決戦とは一言では言うものの、全戦役やその後のパワーバランスを決定的に決めるようなものとなると実際には限られてきます。
私は世界史上ではナポレオン戦役におけるワーテルローの戦いこそがまさに決戦と呼ぶにふさわしいと考えており、英仏両軍ともにどちらも一手のミスで勝利がどうなったかわからないくらいの拮抗ぶりはもとより、この戦闘の結果によってその後のヨーロッパ秩序はまず間違いなく大きく変わったでしょう。
では我らが日本の太平洋戦争というか戦役における決戦とは何になるのか。真っ先に浮かぶのはミッドウェー海戦でこの戦闘によって日米両国の攻守が逆転したと紹介されることが多いですが、攻守逆転どころか、結果論ではありますが実質的にこの戦闘結果によって日本の勝利は事実上なくなったと判断してもいいくらいの敗戦ぶりです。大雑把に見ても工業力的に再生産することが事実上不可能な主力空母(赤木、加賀など)を一度に喪失し、それに付随して戦闘経験の豊かなパイロットもいなくなり、尚且つ活動制海権まで奪われる始末だったのですから、実行することは不可能だったとしてもあの時点で降伏するという判断が最適解だったでしょう。
一応、その後も太平洋戦争における決戦としては、兵器投入量では史上最大の海戦に当たるレイテ沖海戦などもありますが、影響力といい、またワーテルロー同様に米軍側も一手間違えれば大敗する可能性もはらんでいた博打的要素の面から言っても、ミッドウェーこそが太平洋戦争最大の決戦とするべきが私の見方です。まぁ米軍としては、負けたところで最悪ハワイが陥落したとしても、本土まで攻撃する能力は日本にはなかったのではありますが、米海軍としては負けていたら立つ瀬はなかったでしょうね。

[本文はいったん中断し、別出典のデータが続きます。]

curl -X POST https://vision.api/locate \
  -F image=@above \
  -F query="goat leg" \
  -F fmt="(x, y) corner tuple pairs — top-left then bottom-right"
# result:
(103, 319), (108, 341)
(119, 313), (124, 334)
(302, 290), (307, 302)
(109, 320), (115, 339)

こうして書いていて思うこととしては、陸上での決戦は事実上、太平洋戦争にはなかったんだなぁということです。太平洋戦争における陸戦は陸軍と海軍のグダグダな絡み合いもあって必要性の低い戦いも多く、インパール作戦といいそもそも何故始めたのかという点で疑問な戦闘も少なくありません。強いて言えばサイパン、硫黄島の戦いは防御上で非常に大きな陸上戦となり、硫黄島における栗林忠道の奮戦ぶりに関しては日本陸軍最高の戦いぶりだったと思えてなりません。
・インパール作戦に抗命した将軍(陽月秘話)
なお余談ですが、上記のインパール作戦について先日NHKでなにやら特集番組が組まれていたそうなのですがこの番組ついて立花隆氏が今月の文芸春秋にて、「蛆のたかる死体など当時の映像をよく取り入れており戦場の生々しさをよく伝えている」としながら、「インパール作戦を語る上で、佐藤幸徳将軍の抗命(命令拒否)事件を取り上げないのはあり得ない」という批判をしていました。
この意見には私も同様なのですがさすがは立花隆氏というべきか、昨今の北朝鮮問題と絡めて「現地部隊が命令に反する事態にどう対応するのが」ということを考える重要性を訴えるとともに、自衛隊では先の抗命事件について熱心に研究しているということを書かれていました。
最近また疲労が激しいもんだからなんかやたらと二次大戦絡みの話ばかり書いている気がします。今日も取材で2時間くらい電話かけてましたが、つくづく思いますが広報によって当たりはずれあって、当たり引かないと本当に苦労するって気がします。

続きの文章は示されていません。